Respondiendo Jesús, le dijo: Simón, tengo algo que decirte. Y él dice: Maestro, continúa.

El anfitrión había observado todo el proceso con disgusto mal disimulado. La sola idea de que Jesús fuera tocado por un personaje tan notorio lo hizo estremecerse. Y por lo tanto, pasó el 'veredicto en su corazón de que Jesús no podía ser un profeta'. Las lágrimas de la mujer le resultaban desagradables y el olor del ungüento le llenaba de repugnancia. Nota: El mismo espíritu de repulsión moralista se encuentra en los fariseos modernos.

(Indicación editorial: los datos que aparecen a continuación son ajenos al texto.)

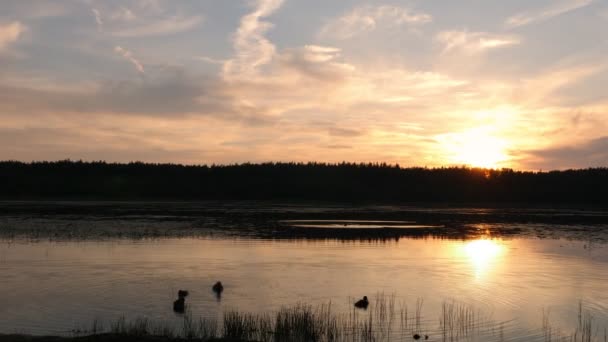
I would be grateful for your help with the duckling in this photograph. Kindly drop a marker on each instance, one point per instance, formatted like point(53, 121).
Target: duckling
point(218, 288)
point(179, 305)
point(362, 303)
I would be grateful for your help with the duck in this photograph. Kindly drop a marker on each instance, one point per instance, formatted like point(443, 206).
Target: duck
point(218, 288)
point(362, 303)
point(179, 305)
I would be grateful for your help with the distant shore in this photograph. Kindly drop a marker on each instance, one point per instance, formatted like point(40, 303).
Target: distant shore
point(343, 182)
point(105, 338)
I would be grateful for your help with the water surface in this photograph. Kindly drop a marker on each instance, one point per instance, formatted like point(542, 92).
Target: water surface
point(53, 287)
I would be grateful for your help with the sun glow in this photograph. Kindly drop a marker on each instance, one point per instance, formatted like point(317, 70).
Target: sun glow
point(477, 148)
point(483, 254)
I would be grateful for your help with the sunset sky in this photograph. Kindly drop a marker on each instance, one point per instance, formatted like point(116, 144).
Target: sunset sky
point(518, 83)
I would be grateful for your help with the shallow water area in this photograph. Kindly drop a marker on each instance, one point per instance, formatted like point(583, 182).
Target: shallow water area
point(56, 287)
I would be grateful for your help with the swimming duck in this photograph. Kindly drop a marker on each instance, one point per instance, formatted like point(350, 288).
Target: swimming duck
point(179, 305)
point(218, 288)
point(362, 303)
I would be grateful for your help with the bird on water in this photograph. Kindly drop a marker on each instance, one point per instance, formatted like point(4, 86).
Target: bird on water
point(362, 303)
point(218, 288)
point(179, 305)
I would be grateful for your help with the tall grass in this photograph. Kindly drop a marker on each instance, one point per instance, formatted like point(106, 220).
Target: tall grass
point(383, 321)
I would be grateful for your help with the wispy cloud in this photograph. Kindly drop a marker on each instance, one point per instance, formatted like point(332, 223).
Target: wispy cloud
point(161, 27)
point(9, 33)
point(473, 42)
point(98, 19)
point(252, 48)
point(147, 19)
point(529, 17)
point(129, 56)
point(369, 18)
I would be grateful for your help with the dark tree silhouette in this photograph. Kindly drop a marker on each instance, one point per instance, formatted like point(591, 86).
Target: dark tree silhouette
point(376, 182)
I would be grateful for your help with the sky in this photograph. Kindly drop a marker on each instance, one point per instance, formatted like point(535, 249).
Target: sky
point(491, 83)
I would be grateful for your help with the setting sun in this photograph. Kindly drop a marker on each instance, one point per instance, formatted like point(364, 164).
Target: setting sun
point(476, 147)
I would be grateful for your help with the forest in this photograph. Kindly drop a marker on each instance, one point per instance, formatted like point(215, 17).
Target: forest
point(345, 182)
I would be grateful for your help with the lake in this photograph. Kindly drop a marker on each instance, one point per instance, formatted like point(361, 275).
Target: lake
point(512, 274)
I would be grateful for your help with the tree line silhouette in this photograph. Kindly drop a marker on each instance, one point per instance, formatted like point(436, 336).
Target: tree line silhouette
point(364, 182)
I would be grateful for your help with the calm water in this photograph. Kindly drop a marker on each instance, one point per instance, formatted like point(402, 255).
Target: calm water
point(55, 287)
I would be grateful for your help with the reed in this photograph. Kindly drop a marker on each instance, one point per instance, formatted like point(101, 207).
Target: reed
point(383, 321)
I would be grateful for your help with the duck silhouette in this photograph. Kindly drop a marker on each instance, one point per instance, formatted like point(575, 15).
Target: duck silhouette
point(218, 288)
point(179, 305)
point(362, 303)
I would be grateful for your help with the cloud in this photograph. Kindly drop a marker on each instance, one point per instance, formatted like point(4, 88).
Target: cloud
point(368, 18)
point(160, 27)
point(252, 48)
point(344, 132)
point(592, 153)
point(321, 62)
point(473, 42)
point(144, 18)
point(129, 56)
point(9, 33)
point(98, 19)
point(526, 18)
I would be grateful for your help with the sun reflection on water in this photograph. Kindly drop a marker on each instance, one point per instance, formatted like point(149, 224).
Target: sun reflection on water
point(484, 254)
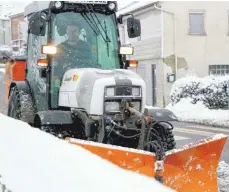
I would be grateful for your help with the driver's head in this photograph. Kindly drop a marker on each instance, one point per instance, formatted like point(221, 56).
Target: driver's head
point(73, 32)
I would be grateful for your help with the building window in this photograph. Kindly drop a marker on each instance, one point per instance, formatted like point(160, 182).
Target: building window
point(196, 23)
point(218, 69)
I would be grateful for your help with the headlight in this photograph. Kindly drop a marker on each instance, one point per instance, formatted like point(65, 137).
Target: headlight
point(110, 92)
point(137, 105)
point(112, 6)
point(112, 107)
point(136, 91)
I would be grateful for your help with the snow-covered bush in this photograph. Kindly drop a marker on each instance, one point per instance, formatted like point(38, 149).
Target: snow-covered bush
point(211, 90)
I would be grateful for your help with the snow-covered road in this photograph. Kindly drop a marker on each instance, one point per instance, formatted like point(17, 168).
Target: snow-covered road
point(185, 133)
point(2, 70)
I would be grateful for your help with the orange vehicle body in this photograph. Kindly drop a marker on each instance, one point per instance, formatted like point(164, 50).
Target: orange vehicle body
point(14, 71)
point(192, 168)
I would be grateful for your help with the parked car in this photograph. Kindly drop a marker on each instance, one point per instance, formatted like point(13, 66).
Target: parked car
point(5, 52)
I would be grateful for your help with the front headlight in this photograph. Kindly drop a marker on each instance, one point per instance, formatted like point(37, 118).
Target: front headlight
point(136, 91)
point(110, 92)
point(112, 107)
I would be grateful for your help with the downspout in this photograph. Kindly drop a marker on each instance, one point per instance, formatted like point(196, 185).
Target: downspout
point(174, 33)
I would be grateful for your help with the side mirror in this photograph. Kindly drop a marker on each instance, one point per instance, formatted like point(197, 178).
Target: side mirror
point(37, 24)
point(133, 27)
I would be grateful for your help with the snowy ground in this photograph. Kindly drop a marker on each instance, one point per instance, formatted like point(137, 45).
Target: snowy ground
point(198, 113)
point(2, 70)
point(32, 160)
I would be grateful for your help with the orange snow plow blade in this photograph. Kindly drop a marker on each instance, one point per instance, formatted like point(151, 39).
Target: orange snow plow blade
point(192, 168)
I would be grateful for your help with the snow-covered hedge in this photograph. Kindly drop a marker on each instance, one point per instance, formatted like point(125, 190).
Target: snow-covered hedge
point(211, 90)
point(199, 113)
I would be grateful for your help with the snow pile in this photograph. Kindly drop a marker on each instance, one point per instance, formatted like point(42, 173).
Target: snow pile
point(223, 176)
point(2, 70)
point(186, 111)
point(211, 90)
point(32, 160)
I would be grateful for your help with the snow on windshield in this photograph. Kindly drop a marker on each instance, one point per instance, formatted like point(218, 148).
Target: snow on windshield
point(36, 161)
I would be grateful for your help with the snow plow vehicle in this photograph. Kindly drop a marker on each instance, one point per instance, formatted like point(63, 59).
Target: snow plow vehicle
point(74, 83)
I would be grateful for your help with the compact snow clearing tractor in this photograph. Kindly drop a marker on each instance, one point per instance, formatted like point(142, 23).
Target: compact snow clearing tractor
point(74, 83)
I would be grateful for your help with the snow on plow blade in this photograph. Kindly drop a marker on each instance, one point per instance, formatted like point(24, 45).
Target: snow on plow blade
point(190, 168)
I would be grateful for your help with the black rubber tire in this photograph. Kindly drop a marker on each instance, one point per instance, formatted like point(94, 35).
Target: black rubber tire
point(14, 107)
point(165, 135)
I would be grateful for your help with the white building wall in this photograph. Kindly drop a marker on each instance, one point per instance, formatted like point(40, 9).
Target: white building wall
point(4, 32)
point(147, 50)
point(195, 52)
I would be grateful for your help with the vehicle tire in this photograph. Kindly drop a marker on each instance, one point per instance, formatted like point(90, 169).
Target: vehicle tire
point(14, 108)
point(164, 133)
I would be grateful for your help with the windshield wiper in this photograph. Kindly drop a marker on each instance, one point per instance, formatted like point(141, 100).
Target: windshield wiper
point(107, 39)
point(89, 23)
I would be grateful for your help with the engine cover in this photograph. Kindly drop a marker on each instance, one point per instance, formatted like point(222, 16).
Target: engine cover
point(85, 88)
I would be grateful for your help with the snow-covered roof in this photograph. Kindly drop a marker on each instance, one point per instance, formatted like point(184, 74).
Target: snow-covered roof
point(134, 6)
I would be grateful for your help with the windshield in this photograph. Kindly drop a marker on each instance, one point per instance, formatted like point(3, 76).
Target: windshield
point(83, 41)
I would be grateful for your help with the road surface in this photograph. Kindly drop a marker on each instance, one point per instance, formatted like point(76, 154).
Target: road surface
point(184, 132)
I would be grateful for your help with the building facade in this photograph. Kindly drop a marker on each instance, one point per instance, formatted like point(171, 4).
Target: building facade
point(180, 38)
point(5, 31)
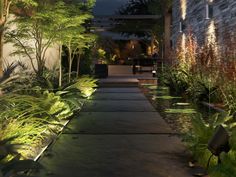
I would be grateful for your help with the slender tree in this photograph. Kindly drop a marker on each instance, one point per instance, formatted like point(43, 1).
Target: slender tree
point(75, 36)
point(36, 32)
point(5, 7)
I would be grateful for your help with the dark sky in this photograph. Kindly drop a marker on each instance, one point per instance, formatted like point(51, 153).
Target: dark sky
point(108, 7)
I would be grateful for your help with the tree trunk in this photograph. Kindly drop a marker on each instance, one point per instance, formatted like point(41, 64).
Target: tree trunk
point(70, 64)
point(167, 46)
point(78, 64)
point(60, 67)
point(1, 50)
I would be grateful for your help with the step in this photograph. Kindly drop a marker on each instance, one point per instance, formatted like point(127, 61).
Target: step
point(118, 82)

Sacan a un lado sus faldas de seda o sus abrigos forrados de piel, incluso cuando se les da la seguridad de que un antiguo pecador ha abandonado el camino de la transgresión, sin saber que sus corazones están llenos de una enfermedad mucho peor, mucho más peligrosa, que de orgullo y vanidad. Pero Jesús conocía los pensamientos del fariseo, y pronto le dio evidencia de que era un profeta que conocía el corazón de los hombres.

Decidió darle a este altivo fariseo una lección muy necesaria, pero de una manera amable y gentil, con el objeto de convencerlo y ganarlo. El anfitrión aceptó cortésmente cuando el Señor le preguntó si podía decirle un asunto determinado, presentarle un caso determinado.